12./13. Tag (Donnerstag/Freitag, 18./19.10.2018): Québec City, Rückflug

Der letzte Vormittag in Kanada steht meinen Gästen zur freien Verfügung. Sie können in Ruhe Andenken kaufen oder auch einfach nur ein weiteres Mal gemütlich durch die Altstadt bummeln. Nachdem ich die ersten Gäste schweren Herzens schon verabschieden musste, biete ich ab 9 Uhr einen gemeinsamen Spaziergang an, der uns noch einmal zum Parlamentsgebäude, zum Aussichtspunkt an der Zitadelle, und dann entlang der Promenade des Gouverneurs bis zur Dufferin-Terrasse am berühmten Château Frontenac führt. Um 12 Uhr ist die Zeit des Abschieds von Québec dann endgültig gekommen. Richard muss uns zum Flughafen fahren. Ich verspreche ihm, nächstes Jahr im Herbst wiederzukommen. Mit einer Propellermaschine fliegen wir dann nach Montréal, wo die nächsten Gäste meine Gruppe leider verlassen, da sie andere Flüge gebucht haben. Den Aufenthalt auf dem Flughafen nutzen wir für weitere interessante Gespräche und als Essenspause.

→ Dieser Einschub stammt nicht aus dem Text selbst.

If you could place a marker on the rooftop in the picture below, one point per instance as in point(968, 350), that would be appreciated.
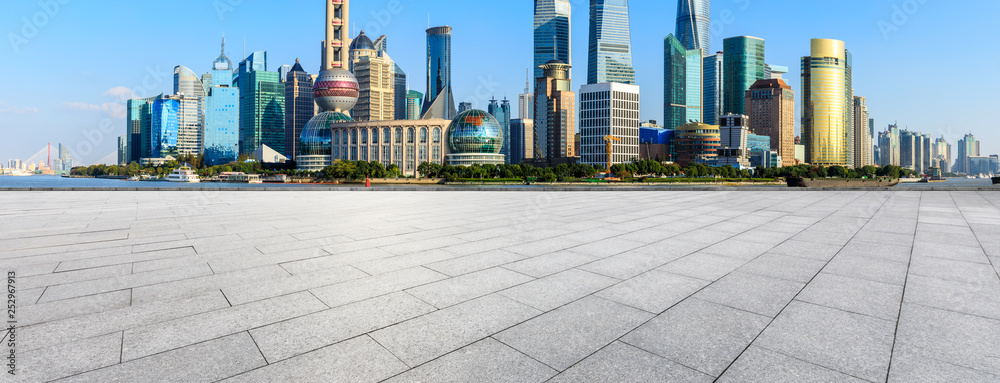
point(513, 286)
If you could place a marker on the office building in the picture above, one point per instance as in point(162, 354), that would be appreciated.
point(522, 140)
point(552, 33)
point(694, 24)
point(827, 111)
point(682, 82)
point(734, 147)
point(712, 91)
point(743, 66)
point(609, 109)
point(439, 102)
point(609, 58)
point(299, 106)
point(555, 113)
point(770, 105)
point(262, 105)
point(501, 111)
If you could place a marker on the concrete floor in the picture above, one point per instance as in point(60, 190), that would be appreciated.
point(504, 286)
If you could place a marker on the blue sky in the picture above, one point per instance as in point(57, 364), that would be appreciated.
point(68, 64)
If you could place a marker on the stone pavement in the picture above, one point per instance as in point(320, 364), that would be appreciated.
point(658, 286)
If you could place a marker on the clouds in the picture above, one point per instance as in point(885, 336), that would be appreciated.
point(6, 108)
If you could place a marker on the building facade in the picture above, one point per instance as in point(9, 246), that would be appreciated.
point(712, 88)
point(770, 105)
point(827, 126)
point(609, 57)
point(743, 66)
point(555, 113)
point(682, 82)
point(609, 109)
point(552, 33)
point(694, 24)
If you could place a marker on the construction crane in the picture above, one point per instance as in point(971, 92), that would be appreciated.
point(607, 145)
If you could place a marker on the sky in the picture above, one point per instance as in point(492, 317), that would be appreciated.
point(68, 65)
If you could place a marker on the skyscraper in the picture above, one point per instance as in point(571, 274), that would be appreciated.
point(743, 66)
point(712, 100)
point(552, 33)
point(826, 126)
point(682, 82)
point(771, 107)
point(610, 54)
point(501, 111)
point(694, 24)
point(439, 101)
point(555, 112)
point(299, 106)
point(262, 106)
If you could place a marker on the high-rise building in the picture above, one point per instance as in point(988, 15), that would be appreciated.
point(501, 111)
point(609, 109)
point(862, 136)
point(712, 90)
point(299, 106)
point(376, 81)
point(682, 82)
point(552, 33)
point(526, 101)
point(743, 66)
point(694, 24)
point(262, 105)
point(522, 140)
point(555, 111)
point(439, 102)
point(827, 123)
point(770, 105)
point(610, 54)
point(413, 101)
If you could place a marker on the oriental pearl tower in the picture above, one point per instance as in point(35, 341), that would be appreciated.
point(336, 89)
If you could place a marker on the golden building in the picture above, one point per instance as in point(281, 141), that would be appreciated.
point(827, 104)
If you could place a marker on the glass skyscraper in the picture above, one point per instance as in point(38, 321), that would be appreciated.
point(743, 65)
point(610, 54)
point(682, 82)
point(262, 106)
point(694, 24)
point(712, 100)
point(552, 33)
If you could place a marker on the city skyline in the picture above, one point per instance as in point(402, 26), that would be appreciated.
point(75, 115)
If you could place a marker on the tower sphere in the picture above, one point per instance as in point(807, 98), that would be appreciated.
point(336, 90)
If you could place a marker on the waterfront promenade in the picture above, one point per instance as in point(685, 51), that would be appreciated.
point(465, 286)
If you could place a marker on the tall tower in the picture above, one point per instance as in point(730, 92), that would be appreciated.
point(552, 33)
point(694, 24)
point(610, 56)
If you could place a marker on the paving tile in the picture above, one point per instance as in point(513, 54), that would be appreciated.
point(654, 291)
point(619, 362)
point(296, 336)
point(424, 338)
point(751, 292)
point(566, 335)
point(369, 287)
point(485, 361)
point(456, 290)
point(849, 343)
point(548, 293)
point(877, 299)
point(203, 362)
point(760, 365)
point(699, 334)
point(169, 335)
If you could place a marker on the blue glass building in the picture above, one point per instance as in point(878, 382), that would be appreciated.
point(552, 33)
point(610, 54)
point(694, 24)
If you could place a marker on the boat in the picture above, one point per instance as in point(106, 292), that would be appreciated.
point(183, 174)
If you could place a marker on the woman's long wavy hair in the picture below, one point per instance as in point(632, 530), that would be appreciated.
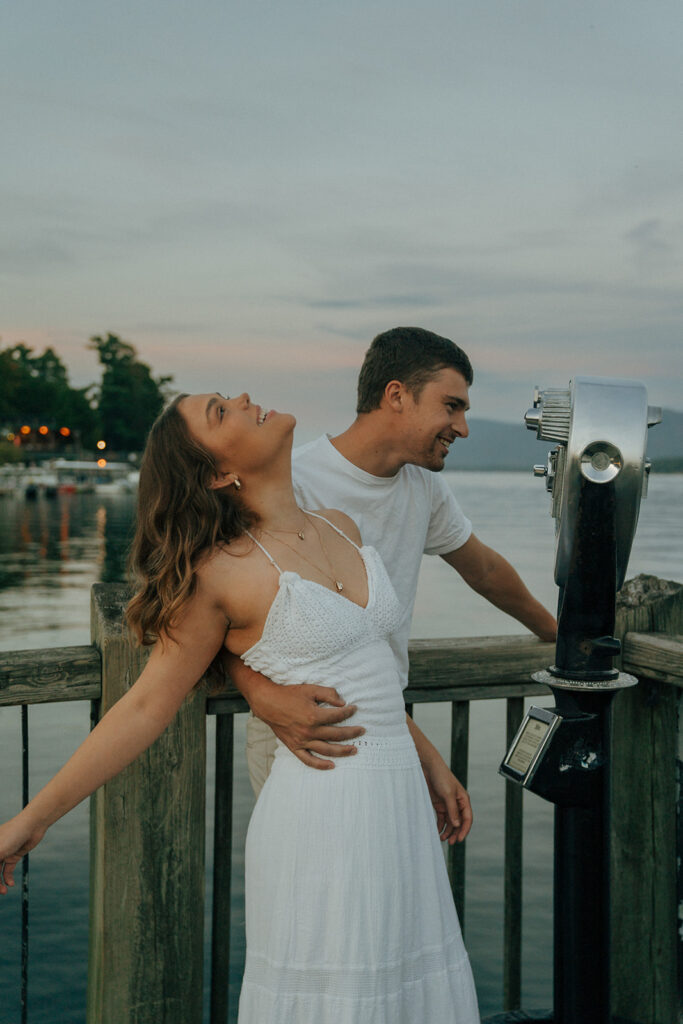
point(180, 518)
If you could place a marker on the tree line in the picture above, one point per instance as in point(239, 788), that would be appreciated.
point(35, 392)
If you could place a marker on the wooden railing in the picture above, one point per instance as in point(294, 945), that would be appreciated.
point(146, 876)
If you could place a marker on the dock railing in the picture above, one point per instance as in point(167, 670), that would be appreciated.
point(147, 825)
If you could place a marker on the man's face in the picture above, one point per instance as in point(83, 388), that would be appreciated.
point(431, 423)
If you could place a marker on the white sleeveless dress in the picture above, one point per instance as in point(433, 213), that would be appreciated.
point(349, 913)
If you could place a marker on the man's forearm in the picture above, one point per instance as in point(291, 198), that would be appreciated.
point(254, 687)
point(504, 588)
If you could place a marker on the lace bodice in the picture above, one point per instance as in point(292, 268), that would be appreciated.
point(308, 624)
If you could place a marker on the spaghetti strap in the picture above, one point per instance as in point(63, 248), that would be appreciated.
point(338, 530)
point(265, 552)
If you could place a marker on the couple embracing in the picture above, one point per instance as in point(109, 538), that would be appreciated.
point(308, 588)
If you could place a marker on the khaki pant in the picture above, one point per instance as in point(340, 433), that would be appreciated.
point(260, 752)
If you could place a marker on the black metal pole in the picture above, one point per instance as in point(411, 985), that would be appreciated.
point(585, 676)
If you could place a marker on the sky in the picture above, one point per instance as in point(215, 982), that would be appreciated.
point(248, 190)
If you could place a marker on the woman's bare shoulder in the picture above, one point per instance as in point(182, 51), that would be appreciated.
point(343, 522)
point(228, 565)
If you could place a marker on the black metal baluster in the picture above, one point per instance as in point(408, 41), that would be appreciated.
point(25, 870)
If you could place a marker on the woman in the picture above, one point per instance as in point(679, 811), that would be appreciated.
point(349, 914)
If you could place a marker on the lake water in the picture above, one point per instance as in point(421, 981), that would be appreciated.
point(52, 552)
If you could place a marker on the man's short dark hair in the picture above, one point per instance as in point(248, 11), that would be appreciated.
point(409, 354)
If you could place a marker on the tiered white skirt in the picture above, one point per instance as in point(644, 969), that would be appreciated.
point(349, 912)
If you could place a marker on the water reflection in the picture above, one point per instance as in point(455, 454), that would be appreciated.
point(51, 551)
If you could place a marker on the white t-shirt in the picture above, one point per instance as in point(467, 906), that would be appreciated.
point(401, 516)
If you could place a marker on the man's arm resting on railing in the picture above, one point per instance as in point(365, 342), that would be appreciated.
point(489, 574)
point(297, 716)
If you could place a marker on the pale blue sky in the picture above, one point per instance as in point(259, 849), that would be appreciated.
point(250, 190)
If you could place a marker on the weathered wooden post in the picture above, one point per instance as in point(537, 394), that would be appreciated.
point(646, 727)
point(146, 862)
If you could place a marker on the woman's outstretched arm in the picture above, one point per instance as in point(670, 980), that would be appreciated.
point(127, 729)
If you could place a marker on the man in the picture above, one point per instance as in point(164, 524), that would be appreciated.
point(382, 471)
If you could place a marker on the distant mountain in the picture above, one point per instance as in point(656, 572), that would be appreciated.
point(493, 444)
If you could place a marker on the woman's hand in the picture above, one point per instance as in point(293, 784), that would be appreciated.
point(16, 838)
point(450, 800)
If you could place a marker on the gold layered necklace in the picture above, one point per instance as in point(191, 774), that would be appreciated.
point(330, 576)
point(295, 532)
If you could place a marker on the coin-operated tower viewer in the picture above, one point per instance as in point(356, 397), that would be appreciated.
point(596, 477)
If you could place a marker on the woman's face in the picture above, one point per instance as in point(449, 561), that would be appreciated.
point(241, 436)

Schließlich sitzen wir dann am Abend in der Maschine nach Frankfurt, wo wir am nächsten Morgen pünktlich ankommen.
Ich bedanke mich an dieser Stelle bei Ihnen, meine lieben Gäste, sehr herzlich für eine wirklich schöne und lustige gemeinsame Zeit in den kanadischen Provinzen Ontario und Québec.
Ich freue mich schon sehr darauf, Sie alle bald wieder als Gäste auf einer Eberhardt-Reise begrüßen zu dürfen.
Herzlichst, Ihr
Andreas Wolfsteller

Bildergalerie zur Reise

Kommentare zum Reisebericht

Lieber Herr Wolfsteller, vielen Dank für den wunderbaren Reisebericht. Er spiegelt unsere tollen Eindrücke wieder, die wir auf unserer Reise sammeln konnten.Wir können die Reise zum „IndianSummer“ sehr weiterempfehlen. Quirlige, lebendige Städte, traumhaft schöne Natur, sehr abwechslungsreich und interessant.Nochmals vielen Dank für Ihre kompetente und sehr gute Reiseleitung. Mit fundiertem Wissen und interessanten Hintergrundgeschichten haben Sie uns Kanada, seine Geschichte, seine Menschen nahegebracht und die Busfahrten kurzweilig gestaltet.
Mit herzlichen Grüßen S.u.J.Klengel

Sylvia Klengel
07.11.2018

Liebe Familie Klengel,
vielen Dank für Ihren lieben Kommentar! Die Reise mit Ihnen hat auch mir großen Spaß gemacht. Mit so netten Gästen wie Ihnen ist es natürlich auch für mich als Reiseleiter viel angenehmer. Es würde mich sehr freuen, wenn wir uns mal wieder auf einer Reise begegnen!